You wouldn’t notice that Upul Tharanga has notched up 6951 runs in One-Day cricket. You wouldn’t also notice that the left-handed opener is the eighth highest run getter for Sri Lanka in the 50 over format. Having played his last ODI more than a year ago, hope is fading away that Upul can make a comeback and have a crack at that 7000 mark. But he is not giving up – playing the game for his beloved NCC, maintaining fitness and keeping the selectors in the loop about his whereabouts.
*Courtesy – The Island
Upul landed at the big stage aged 20 soon after Tom Moody had taken charge. The tall Australian was keen on ushering in youth to the senior set up and Upul was one of the players who benefited.
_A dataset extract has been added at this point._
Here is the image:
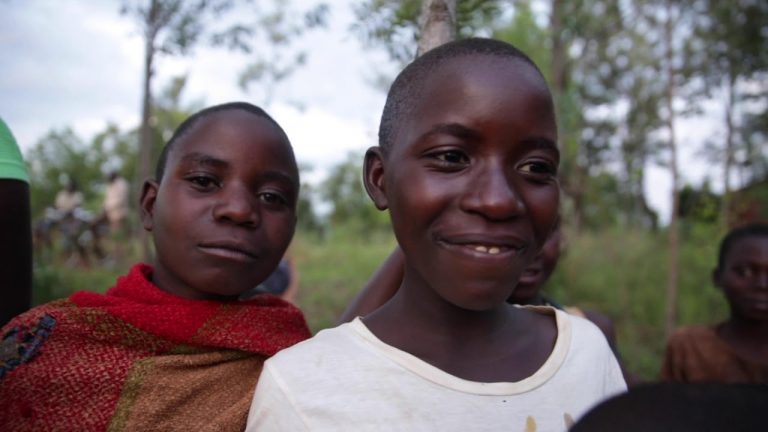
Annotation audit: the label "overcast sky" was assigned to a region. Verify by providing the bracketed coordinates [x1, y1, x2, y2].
[0, 0, 721, 219]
Moody’s sound judgment was spot on. In his first year in the big stage, Upul had scored six ODI hundreds. Not just on slow, low turners of Colombo and Dambulla but at venues like Christchurch, Leeds, Lord’s, Ahmedabad and Mohali.
Some of them included World Records as well. In 2006, England had set up Sri Lanka a target of 322 to win the fifth and final ODI. A formidable total 15 years ago, but Sri Lanka were so good in chasing those days, they reached the target in 38 overs.
Upul (109) and Sanath Jayasuriya (152) had shared a World Record 286 run stand for the opening wicket in just 191 deliveries! That was some hitting and ended the international careers of some English players. Kabir Ali, who took the new ball never played for England again. So too Vikram Solanki. Sri Lanka completed a 5-0 whitewash that day in the heart of English cricket – Leeds.
However, the hundred that Upul cherishes most is the 120 he made at Lord’s on the same tour in what was the opening encounter of the series. Sri Lanka managed only 257 in that game and it wasn’t the easiest pitch to bat on.
Upul had a brief stint as Sri Lanka’s captain. Chosen to lead the side during one of the toughest phases for the team, the results didn’t go his way but he kept fighting. Upul was a team man. He had been an opening batsman throughout his career and when there were requirements for the team to introduce new openers, he willingly went down to the middle order and did a fine job.
More importantly, he was an exemplary character and set high standards during challenging times for Sri Lankan cricket where there were several corruption investigations.